Microsoft published a case study on its website to highlight the smoothness of the upgrade to Windows 11 at the company. According to the publication, Microsoft rolled out Windows 11 to 190,000 devices across the company in five weeks. The entire process was the “most streamlined to date” delivering the new version of Windows 11 to employees in “record time”.
Microsoft divided the upgrade into planning, preparing and deploying parts, and published a recommended Windows 11 rollout and strategy sheet that companies and organizations may follow.
Here is a high level overview of the three phases:
- The environment — Microsoft analyzed its entire device population to find devices that meet Windows 11’s system requirements. The company used Update Compliance and Microsoft Endpoint Manager’s Endpoint analytics feature to evaluate the device population.
- Ineligible devices and exclusions — Microsoft Digital Employee Experience was used to skip devices that should not or could not receive the Windows 11 upgrade during deployment.
- Deployment timeline — Deployment was divided into different waves to roll out the new version of Windows gradually to the fleet of devices.
- Rollback plan — Windows 11 has built-in support for rolling back to a previous version for 10 days after installation.
- Reach out — Employees were asked to complete pre-work needed for a successful upgrade. In this particular case, Microsoft focused feedback on Windows 11 and the changes that would come with it.
- Ready support — support teams had time to use Windows 11 and learn about the operating system prior to the deployment.
- Opt-out process — For users who had a “business reason” to opt-out of the upgrade process.
- Security model — Risk assessment and the building of several specific Windows 11 security policies in test environments to benchmark them against Windows 10 policies.

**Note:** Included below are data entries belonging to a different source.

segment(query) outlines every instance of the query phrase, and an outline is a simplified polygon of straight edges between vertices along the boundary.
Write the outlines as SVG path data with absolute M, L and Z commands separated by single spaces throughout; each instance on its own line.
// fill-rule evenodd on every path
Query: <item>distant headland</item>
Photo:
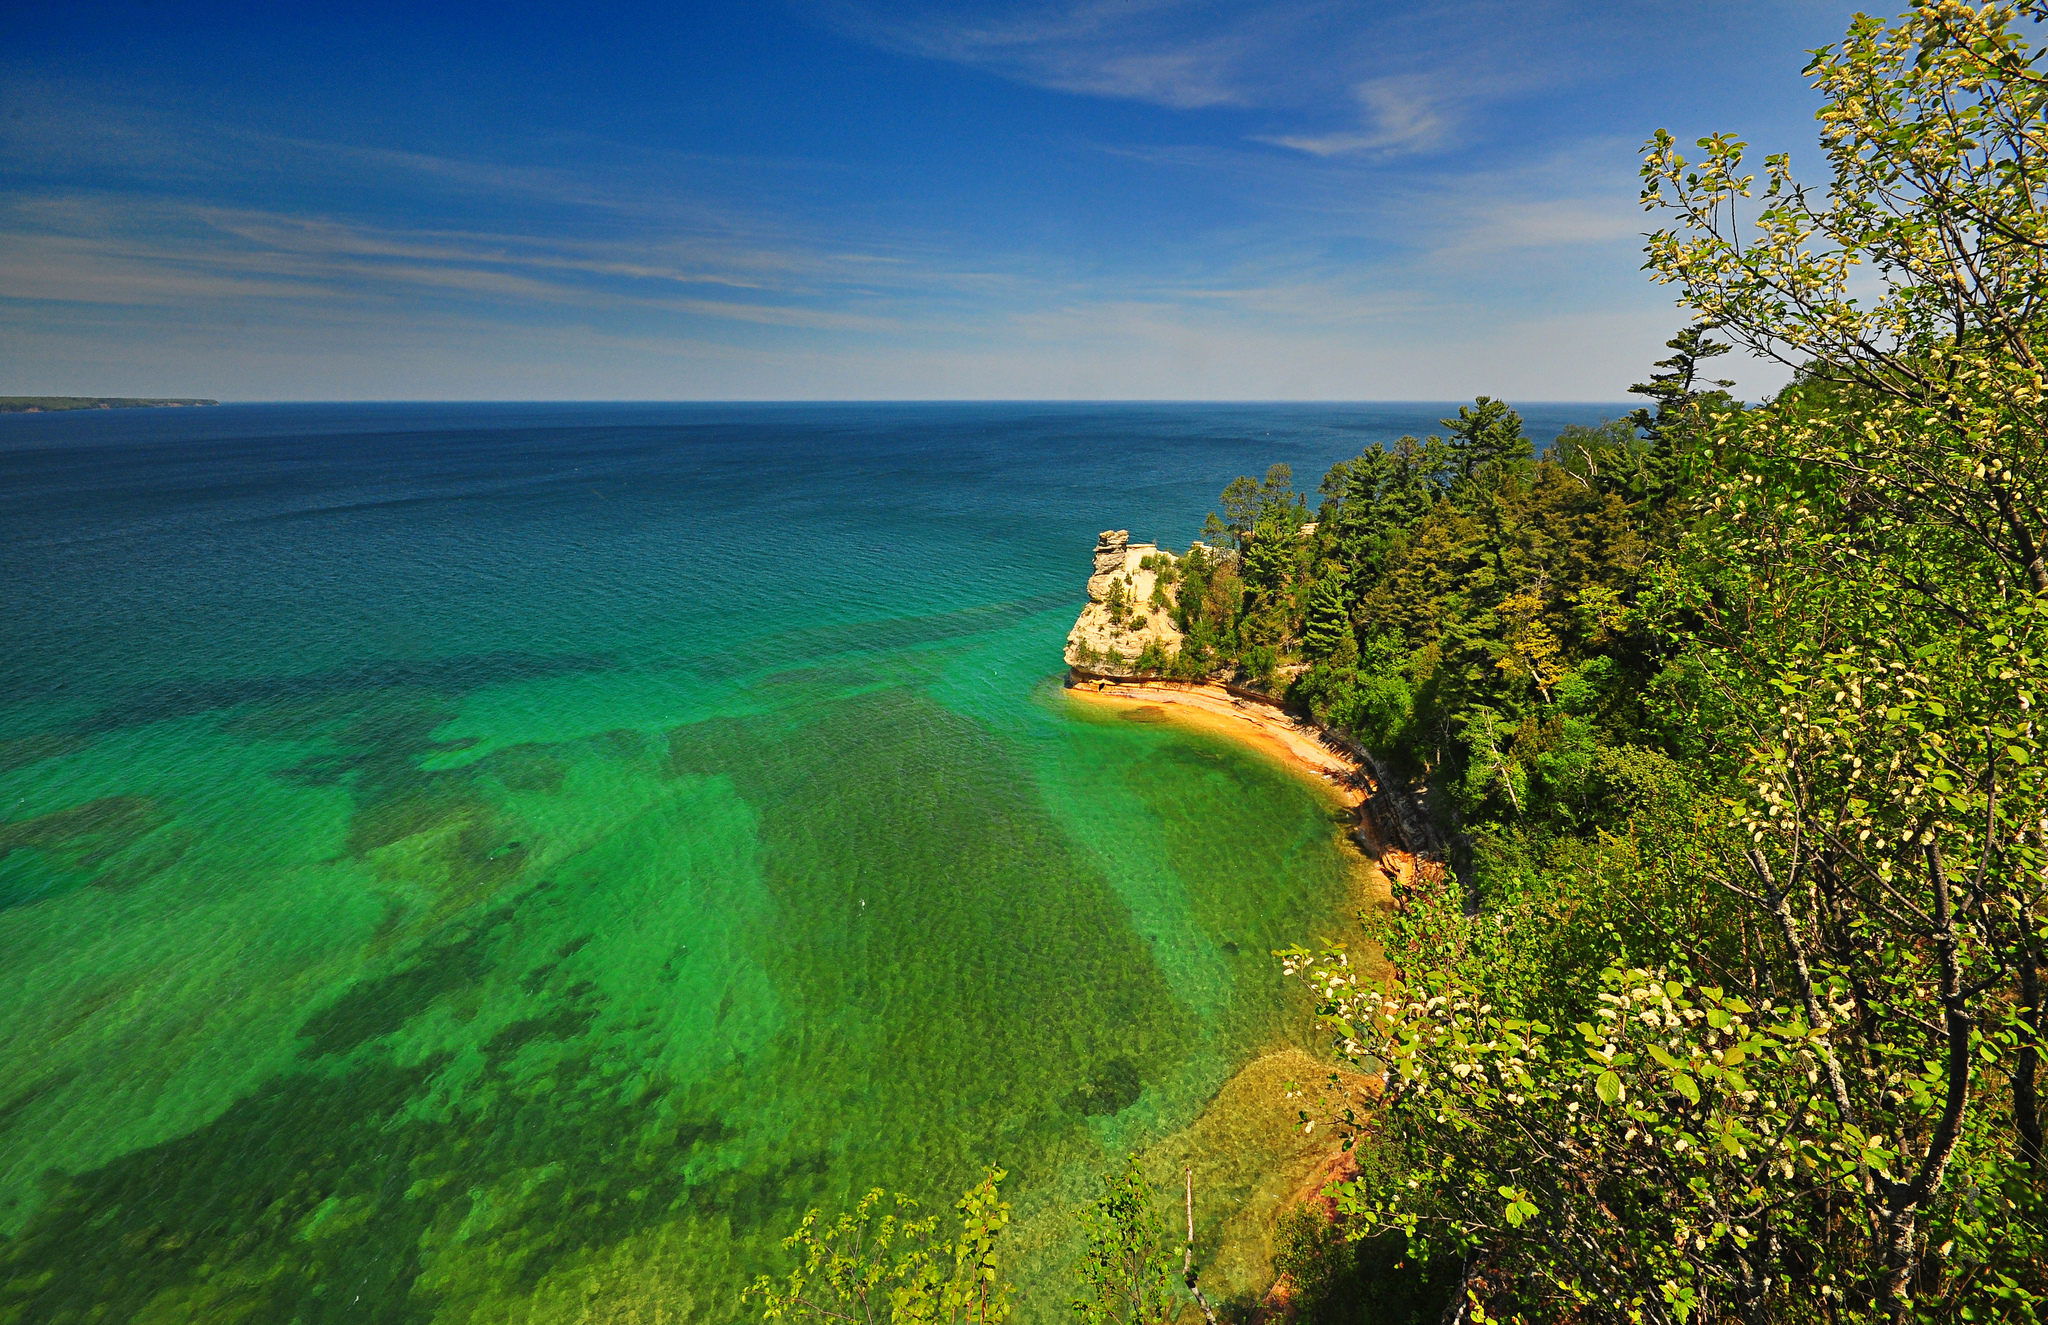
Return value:
M 144 400 L 131 396 L 0 396 L 0 414 L 49 414 L 65 409 L 168 409 L 218 405 L 218 400 Z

- Deployment — Used Windows Update for Business deployment service to automate the deployment.
One thing to note is that App Assure returned the score of 99.7% compatibility for all apps in Windows 11 across all devices eligible for the upgrade. It is likely that the value may be lower in other environments. It is also noteworthy that previous upgrades would not face system requirement restrictions that are as drastic as those for Windows 11. More devices could be upgraded because of that, which would also mean less devices that could not be used anymore because of the inability to upgrade to a new version of Windows.
The guide reads in part like an advertisement for Microsoft Digital Employee Experience and for upgrading to Windows 11. Microsoft did not mention the number of devices that it operates that are not compatible with Windows 11, only that employees would get Windows 11 on the next device refresh.
Now You: did you upgrade your devices to Windows 11?